According to a previous court appearance, in 2021 he extracted personal information about soldiers from the Ministry of Defence Joint Personnel Administration System that could have been beneficial to someone planning or committing a terrorist act.
Government officials privately question whether it was appropriate for Mr. Khalife to be held in a prison with a reduced level of security, as opposed to a high-security facility like Belmarsh in south-east London.
Mr. Khalife was denied bail and was being held at HMP Wandsworth, a category B facility, when he appeared in court via video connection in July.

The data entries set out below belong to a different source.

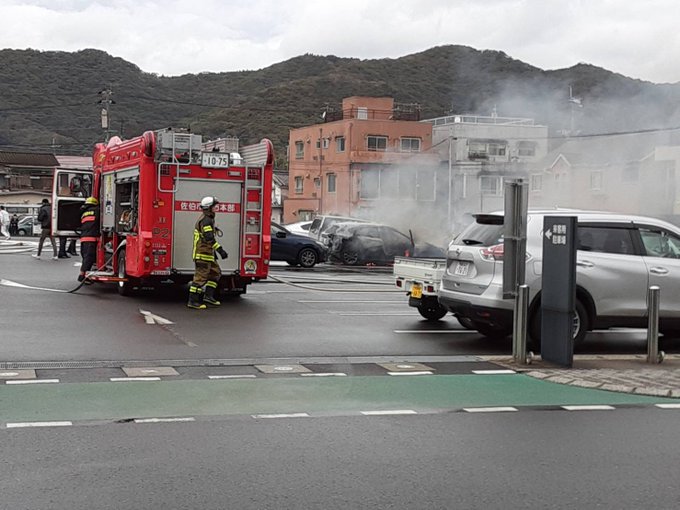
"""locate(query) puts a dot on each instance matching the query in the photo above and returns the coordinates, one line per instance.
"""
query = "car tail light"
(494, 252)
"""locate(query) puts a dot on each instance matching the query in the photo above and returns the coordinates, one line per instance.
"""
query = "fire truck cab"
(149, 190)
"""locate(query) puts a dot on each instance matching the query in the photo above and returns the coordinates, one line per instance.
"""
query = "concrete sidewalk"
(619, 373)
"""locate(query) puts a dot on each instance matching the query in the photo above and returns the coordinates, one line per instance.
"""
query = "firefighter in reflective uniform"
(208, 272)
(89, 235)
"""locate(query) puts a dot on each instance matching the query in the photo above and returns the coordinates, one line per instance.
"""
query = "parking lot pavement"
(619, 373)
(17, 245)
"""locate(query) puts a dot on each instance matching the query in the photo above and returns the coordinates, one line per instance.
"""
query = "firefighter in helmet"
(89, 234)
(207, 273)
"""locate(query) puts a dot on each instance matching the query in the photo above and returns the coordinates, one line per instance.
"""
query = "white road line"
(324, 374)
(125, 379)
(244, 376)
(291, 415)
(164, 420)
(493, 372)
(436, 331)
(424, 372)
(376, 313)
(39, 424)
(32, 381)
(393, 412)
(8, 283)
(668, 406)
(589, 408)
(489, 409)
(349, 301)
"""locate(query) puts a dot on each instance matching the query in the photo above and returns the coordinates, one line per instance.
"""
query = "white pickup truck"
(419, 278)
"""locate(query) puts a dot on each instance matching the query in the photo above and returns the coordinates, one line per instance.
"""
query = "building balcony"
(400, 111)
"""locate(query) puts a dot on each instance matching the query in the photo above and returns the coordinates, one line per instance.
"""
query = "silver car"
(619, 256)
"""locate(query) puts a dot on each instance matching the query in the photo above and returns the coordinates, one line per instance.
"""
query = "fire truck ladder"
(252, 219)
(170, 143)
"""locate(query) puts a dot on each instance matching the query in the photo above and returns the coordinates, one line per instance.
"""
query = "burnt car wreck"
(373, 243)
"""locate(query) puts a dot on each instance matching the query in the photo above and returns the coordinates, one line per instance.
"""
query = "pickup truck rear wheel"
(432, 310)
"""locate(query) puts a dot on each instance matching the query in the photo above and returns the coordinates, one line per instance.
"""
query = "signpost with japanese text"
(558, 295)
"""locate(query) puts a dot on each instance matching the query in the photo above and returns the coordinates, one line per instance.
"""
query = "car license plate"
(462, 269)
(215, 160)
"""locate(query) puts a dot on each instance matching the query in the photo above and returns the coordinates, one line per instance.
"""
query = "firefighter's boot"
(209, 296)
(195, 299)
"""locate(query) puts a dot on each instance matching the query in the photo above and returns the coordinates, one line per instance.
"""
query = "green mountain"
(49, 100)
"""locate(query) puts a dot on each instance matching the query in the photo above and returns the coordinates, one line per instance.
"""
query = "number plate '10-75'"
(462, 269)
(215, 160)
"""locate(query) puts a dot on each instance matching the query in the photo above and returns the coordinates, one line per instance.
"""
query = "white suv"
(619, 257)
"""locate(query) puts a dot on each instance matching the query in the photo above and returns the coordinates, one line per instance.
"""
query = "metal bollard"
(519, 328)
(653, 353)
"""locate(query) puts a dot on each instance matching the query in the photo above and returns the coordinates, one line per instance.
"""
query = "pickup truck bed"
(420, 278)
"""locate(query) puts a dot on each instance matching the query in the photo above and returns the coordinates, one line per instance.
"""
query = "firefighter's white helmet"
(208, 202)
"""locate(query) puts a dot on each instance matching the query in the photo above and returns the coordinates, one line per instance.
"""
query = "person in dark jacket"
(207, 273)
(89, 235)
(45, 219)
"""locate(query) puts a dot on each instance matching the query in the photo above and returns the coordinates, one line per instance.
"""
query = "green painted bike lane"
(339, 395)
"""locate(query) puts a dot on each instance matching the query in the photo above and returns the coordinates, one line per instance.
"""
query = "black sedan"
(361, 243)
(296, 249)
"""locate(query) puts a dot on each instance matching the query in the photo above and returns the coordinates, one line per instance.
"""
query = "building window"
(490, 185)
(496, 149)
(370, 184)
(410, 145)
(596, 181)
(408, 182)
(299, 149)
(376, 143)
(482, 149)
(526, 149)
(630, 172)
(305, 215)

He has engaged in two rounds of discussions with officials from the Prison and Probation Service and the governor of HMP Wandsworth to inquire as to why Mr. Khalife was not being confined in a high-security prison and whether the proper protocols were followed after the alarm was raised.
Mr. Khalife was in remand at the time of his escape, awaiting a trial scheduled to commence on 13 November at Woolwich Crown Court.
The Ministry of Defense has verified that he was expelled from the military earlier this year, despite not having been found guilty.
In recent years, prison escapes have been uncommon, with only five since 2017 and fewer than twenty since 2010.
In the hours following Mr. Khalife's escape, the prison was placed on isolation, but these restrictions have since been lifted.